Джастина и Курт сделали всё в точности так, как я хотела, – беда в том, что то, чего я хотела, уже не сбылось. Они зажгли свечи и развели огонь в камине, украсили стол весенними первоцветами с болота и наполнили дом теплом и вкусными запахами готовящихся блюд. Они были совершенно невозмутимы и спокойно смирились с присутствием еще одной гостьи, как это возможно только в молодости; они поставили на стол еще один прибор, и перед тем как сесть ужинать, я отвела Л и Бретт во второе место, а Тони подъехал туда на фургоне, чтобы выгрузить багаж. Как бы я хотела предоставить всё это ему, пойти и лечь в кровать, натянуть одеяло на голову и не говорить больше ни слова! Но Тони не меняется местами со мной, а я с ним. Мы отдельные люди, и у каждого из нас своя отдельная роль, и вне зависимости от того, как сильно во мне порой зудело желание нарушить этот закон, я всегда знала, что на нем держится сама основа моей жизни.

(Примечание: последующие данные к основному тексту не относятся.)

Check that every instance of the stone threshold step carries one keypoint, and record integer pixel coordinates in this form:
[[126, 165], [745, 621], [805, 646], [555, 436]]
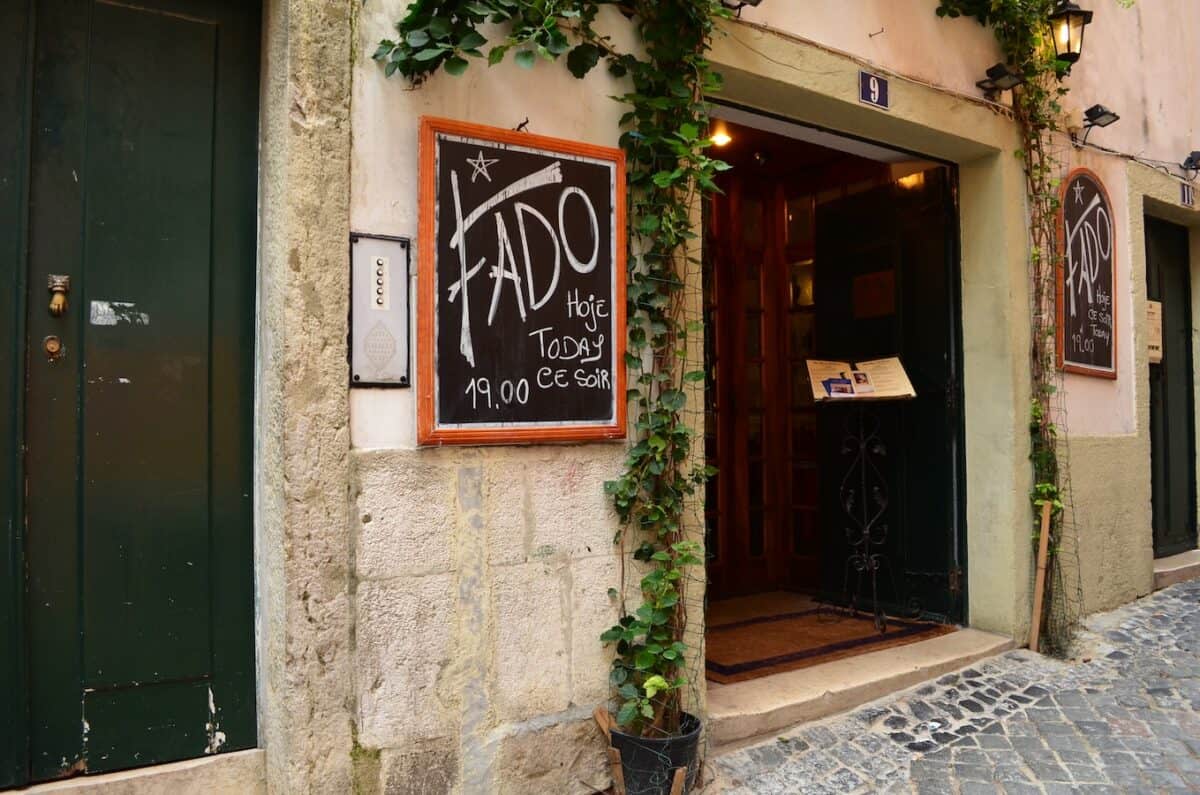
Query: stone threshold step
[[1176, 568], [745, 711]]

Когда мы открыли дверь, зашли внутрь и включили свет, второе место вдруг показалось мне незатейливым и обшарпанным, будто вместе с шикарным багажом, дорогой одеждой и пристрастию к роскоши Л и Бретт установили новый стандарт, новый способ видения, в котором старые вещи утратили способность сохранять форму. Деревянные шкафы и полки выглядели грубыми и неряшливыми, а плита, стол и кресла в электрическом свете казались каким-то блеклыми. К тому времени уже более-менее стемнело, и в незашторенном окне виднелись наши отражения. Я задернула шторы, отводя глаза от окна. Л огляделся и ничего не сказал, говорить было нечего, а Бретт, как я уже поняла, физически не могла воздержаться от комментариев, так что я ничуть не удивилась, когда она прыснула со смеху и воскликнула:
– Домик в лесу, прямо как из страшной сказки!

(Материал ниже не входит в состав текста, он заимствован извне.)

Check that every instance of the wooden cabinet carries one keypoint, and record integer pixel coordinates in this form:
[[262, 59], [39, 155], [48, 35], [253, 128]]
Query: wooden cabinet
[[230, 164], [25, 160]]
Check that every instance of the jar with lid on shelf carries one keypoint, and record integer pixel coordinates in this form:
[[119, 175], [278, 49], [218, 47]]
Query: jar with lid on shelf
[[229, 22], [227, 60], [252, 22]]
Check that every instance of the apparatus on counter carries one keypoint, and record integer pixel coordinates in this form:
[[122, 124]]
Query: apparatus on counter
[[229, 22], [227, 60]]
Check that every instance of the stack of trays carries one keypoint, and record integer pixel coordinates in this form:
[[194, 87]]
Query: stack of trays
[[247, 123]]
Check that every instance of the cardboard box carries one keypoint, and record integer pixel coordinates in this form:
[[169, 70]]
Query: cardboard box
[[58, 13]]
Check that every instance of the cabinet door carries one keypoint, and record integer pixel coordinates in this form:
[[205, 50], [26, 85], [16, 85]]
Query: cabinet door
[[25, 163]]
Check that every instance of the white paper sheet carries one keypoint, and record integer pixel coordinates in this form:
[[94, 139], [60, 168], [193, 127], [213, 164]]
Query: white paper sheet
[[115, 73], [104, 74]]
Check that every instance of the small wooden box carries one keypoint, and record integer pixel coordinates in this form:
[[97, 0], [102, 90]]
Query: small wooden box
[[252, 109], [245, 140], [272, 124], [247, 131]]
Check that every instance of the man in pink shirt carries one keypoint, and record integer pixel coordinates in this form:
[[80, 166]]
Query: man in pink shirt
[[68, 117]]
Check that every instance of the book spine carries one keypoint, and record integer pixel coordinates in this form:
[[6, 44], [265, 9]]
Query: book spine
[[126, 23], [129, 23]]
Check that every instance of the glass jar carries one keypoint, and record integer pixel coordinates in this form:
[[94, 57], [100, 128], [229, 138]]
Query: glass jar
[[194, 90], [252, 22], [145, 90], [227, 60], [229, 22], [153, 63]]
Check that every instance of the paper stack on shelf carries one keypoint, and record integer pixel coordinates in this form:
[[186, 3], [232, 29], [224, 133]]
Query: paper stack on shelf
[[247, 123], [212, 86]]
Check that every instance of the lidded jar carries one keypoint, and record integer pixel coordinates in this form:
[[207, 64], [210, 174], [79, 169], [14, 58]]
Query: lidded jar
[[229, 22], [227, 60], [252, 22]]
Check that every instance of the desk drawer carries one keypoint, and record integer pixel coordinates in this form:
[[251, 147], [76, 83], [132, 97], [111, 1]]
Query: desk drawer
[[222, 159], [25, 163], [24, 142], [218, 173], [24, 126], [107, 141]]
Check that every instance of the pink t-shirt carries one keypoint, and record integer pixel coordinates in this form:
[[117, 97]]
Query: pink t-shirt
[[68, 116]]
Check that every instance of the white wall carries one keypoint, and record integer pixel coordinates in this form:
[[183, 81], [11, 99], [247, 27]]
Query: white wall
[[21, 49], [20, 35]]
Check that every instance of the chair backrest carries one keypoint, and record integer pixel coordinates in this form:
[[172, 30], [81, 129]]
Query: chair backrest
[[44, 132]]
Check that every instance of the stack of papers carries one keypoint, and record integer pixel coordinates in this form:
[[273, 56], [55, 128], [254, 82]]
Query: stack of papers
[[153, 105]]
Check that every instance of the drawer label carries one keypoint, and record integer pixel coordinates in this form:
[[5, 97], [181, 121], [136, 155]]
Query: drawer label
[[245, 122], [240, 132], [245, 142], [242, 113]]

Ты должен помнить, Джефферс, что слава к Л пришла в самом начале карьеры, когда ему было чуть за двадцать. После этого, должно быть, он чувствовал себя так, будто ему выдали тяжелую гирю, которую он вынужден носить всю жизнь. Это искажает последовательность жизненного опыта и деформирует личность. Он сказал мне, что ушел из дома, когда был еще ребенком, лет в четырнадцать или пятнадцать, и поехал в город, хотя на что он жил в это время, я не знаю. У его мамы было несколько детей от предыдущего брака, и эти старшие дети, по всей видимости, на него нападали и угрожали ему, поэтому он и сбежал. Отец был его другом и защитником, но он умер, как я поняла, от рака.

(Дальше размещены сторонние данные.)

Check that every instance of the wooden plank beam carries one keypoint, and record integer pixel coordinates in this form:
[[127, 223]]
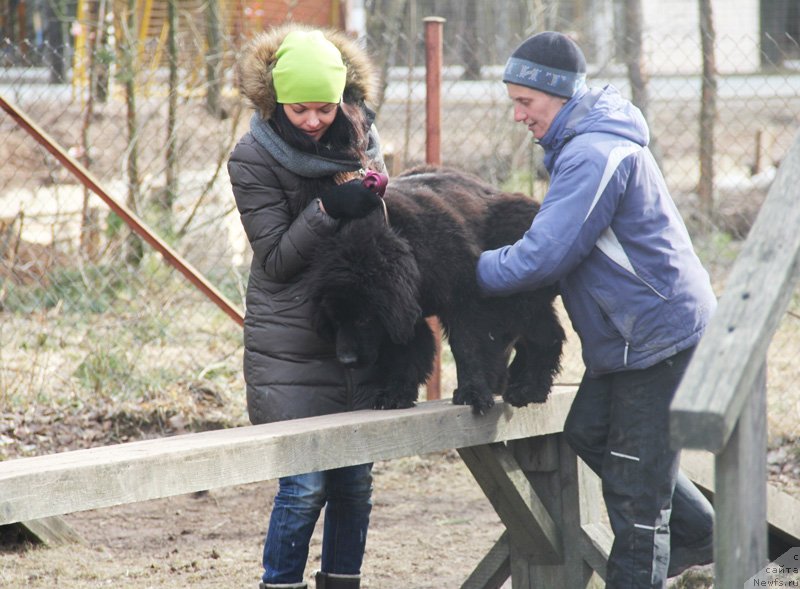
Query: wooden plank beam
[[727, 361], [740, 505], [32, 488]]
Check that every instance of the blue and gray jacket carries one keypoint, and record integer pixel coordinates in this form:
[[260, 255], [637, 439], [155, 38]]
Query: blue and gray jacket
[[610, 235]]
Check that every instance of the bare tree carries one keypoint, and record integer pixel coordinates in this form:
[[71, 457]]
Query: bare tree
[[632, 54], [708, 109], [470, 41]]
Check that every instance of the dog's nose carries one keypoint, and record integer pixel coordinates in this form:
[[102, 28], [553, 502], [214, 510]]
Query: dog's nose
[[348, 358]]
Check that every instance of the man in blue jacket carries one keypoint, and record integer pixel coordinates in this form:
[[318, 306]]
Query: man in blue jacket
[[609, 234]]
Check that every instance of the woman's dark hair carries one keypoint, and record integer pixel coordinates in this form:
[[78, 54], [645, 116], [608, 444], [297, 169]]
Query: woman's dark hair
[[347, 137]]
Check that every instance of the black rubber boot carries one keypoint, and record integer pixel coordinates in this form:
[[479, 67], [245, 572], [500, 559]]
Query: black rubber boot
[[332, 581]]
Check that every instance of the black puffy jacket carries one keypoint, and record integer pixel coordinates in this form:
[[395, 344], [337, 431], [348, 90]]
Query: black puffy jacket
[[290, 371]]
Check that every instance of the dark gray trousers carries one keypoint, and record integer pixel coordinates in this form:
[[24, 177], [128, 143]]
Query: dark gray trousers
[[619, 425]]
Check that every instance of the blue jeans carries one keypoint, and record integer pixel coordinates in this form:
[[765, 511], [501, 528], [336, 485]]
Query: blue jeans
[[346, 495], [619, 425]]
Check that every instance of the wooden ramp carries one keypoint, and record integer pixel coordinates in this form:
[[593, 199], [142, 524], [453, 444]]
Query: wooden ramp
[[547, 499]]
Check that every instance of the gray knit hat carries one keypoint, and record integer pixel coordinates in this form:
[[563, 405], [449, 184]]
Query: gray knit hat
[[550, 62]]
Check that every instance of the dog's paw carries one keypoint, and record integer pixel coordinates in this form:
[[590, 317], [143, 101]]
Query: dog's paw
[[387, 399], [519, 394], [481, 403]]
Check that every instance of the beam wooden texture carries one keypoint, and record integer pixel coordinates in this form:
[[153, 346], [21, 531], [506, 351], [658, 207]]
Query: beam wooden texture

Они жили в глуши, в маленьком городке посреди пустой равнины, растянувшейся на мили вокруг. Его родители владели скотобойней, которая была как раз напротив дома. Одно из его первых воспоминаний – то, как он смотрит из окна на кур, клюющих что-то в луже крови. Жестокость его ранних работ, которая так шокировала людей и привлекала внимание, которая была понята как отражение царившей в обществе атмосферы насилия, скорее всего, исходила из более примитивного и личного источника. Интересно, объясняет ли это неудачные попытки Л вновь поразить критиков – они ожидали, что он продолжит их шокировать, тогда как на самом деле он всё это время смотрел внутрь себя. Так что вскоре его известность и успех стали чем-то вроде тяжелого подъема в гору: его всегда сопровождали опасения и звучащие вполголоса разочарованные отзывы; и всё же отчасти благодаря своему виртуозному таланту он никогда не терял ни престижа, ни славы художника, даже когда мода на живопись то уходила, то возвращалась. Он пережил эти изменения общественного вкуса, и люди часто интересовались, как ему это удалось, и я думаю, причина в том, что он никогда не пытался им угождать.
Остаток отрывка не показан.